Auch wenn wir insgesamt keine konkrete Gefahr sehen, haben wir beschlossen, unser Engagement in europäischen Hochzinsanleihen zu verringern. Dies erscheint uns unter Risiko-Ertrags-Gesichtspunkten vernünftig. Für Unternehmensanleihen spricht, dass die Suche nach Rendite bei „Goldilocks“-Bedingungen – langsamem, stetigem Wachstum, moderater Inflation und anhaltend expansiver Geldpolitik mit niedrigen Realzinsen – weitergehen dürfte. Wir bedenken aber, dass ein exogener Schock jetzt eine Korrektur auslösen könnte. Die möglichen Auslöser sind zahlreich und vielfältig. Dazu zählen eine restriktivere Geldpolitik, langsameres Wachstum in Europa, geopolitische Turbulenzen wie eine Ablehnung von Shinzo Abe in Japan und die USA, wo Präsident Trump Schwierigkeiten hat, seine Ausgabenpläne und Steuerreformen durchzusetzen.

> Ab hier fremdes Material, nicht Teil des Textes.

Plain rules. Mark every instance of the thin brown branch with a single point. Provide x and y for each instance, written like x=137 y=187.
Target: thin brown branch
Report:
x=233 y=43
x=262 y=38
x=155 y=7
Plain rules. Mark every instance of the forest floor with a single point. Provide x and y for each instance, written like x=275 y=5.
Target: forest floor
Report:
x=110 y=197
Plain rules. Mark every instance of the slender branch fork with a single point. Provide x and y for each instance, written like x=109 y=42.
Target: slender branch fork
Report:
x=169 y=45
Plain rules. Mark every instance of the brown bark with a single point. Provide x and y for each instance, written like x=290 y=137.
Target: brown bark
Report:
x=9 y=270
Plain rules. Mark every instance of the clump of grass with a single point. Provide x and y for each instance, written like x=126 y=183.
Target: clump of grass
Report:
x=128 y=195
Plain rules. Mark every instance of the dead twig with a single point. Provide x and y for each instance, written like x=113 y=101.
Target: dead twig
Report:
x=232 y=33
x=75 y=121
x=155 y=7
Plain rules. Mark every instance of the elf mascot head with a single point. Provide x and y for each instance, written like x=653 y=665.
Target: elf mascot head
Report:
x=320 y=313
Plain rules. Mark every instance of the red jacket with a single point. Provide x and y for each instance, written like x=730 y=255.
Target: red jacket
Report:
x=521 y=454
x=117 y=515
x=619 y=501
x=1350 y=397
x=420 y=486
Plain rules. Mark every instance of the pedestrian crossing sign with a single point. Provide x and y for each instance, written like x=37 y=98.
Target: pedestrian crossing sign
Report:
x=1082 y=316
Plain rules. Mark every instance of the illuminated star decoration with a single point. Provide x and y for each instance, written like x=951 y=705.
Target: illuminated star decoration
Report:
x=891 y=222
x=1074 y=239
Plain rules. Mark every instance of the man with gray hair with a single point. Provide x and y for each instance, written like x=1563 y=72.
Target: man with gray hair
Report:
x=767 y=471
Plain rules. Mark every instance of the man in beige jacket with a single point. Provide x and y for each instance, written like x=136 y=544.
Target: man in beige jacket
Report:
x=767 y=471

Der Markt scheint es für wenig wahrscheinlich zu halten, dass Präsident Trump seine geplanten Maßnahmen verwirklichen kann. Wir denken viel darüber nach, wie viel Auftrieb diese Maßnahmen liefern könnten. Unsere Analysen im letzten Jahr ergaben, dass allein schon niedrigere Unternehmenssteuern US-amerikanischen Aktien zu Kursanstiegen von 16-17 % verhelfen könnten (nach der Daumenregel, wonach eine Steuersenkung um 5 % die Unternehmensgewinne um etwa 4 % steigen lässt). Der S&P 500 ist um mehr als das gestiegen, obwohl die Steuern nicht gesenkt wurden und sich immer mehr abzeichnet, dass sich die Steuersenkungen verzögern und geringer ausfallen werden als ursprünglich erhofft. Die Konjunkturdaten in den USA bleiben jetzt hinter sinkenden Erwartungen zurück und sowohl die weichen als auch die harten Daten geben merklich nach – was uns in unserer Ansicht bestätigt, dass US-Aktien nicht mehr unterbewertet sind.

Unser Asset-Allocation-Team bevorzugt weiterhin europäische Aktien, schätzt aber den Ausblick für Aktien insgesamt positiv ein. Wir bleiben bei unserer neutralen Haltung gegenüber Unternehmensanleihen und sind in Bezug auf Kernländerstaatsanleihen abgeneigt.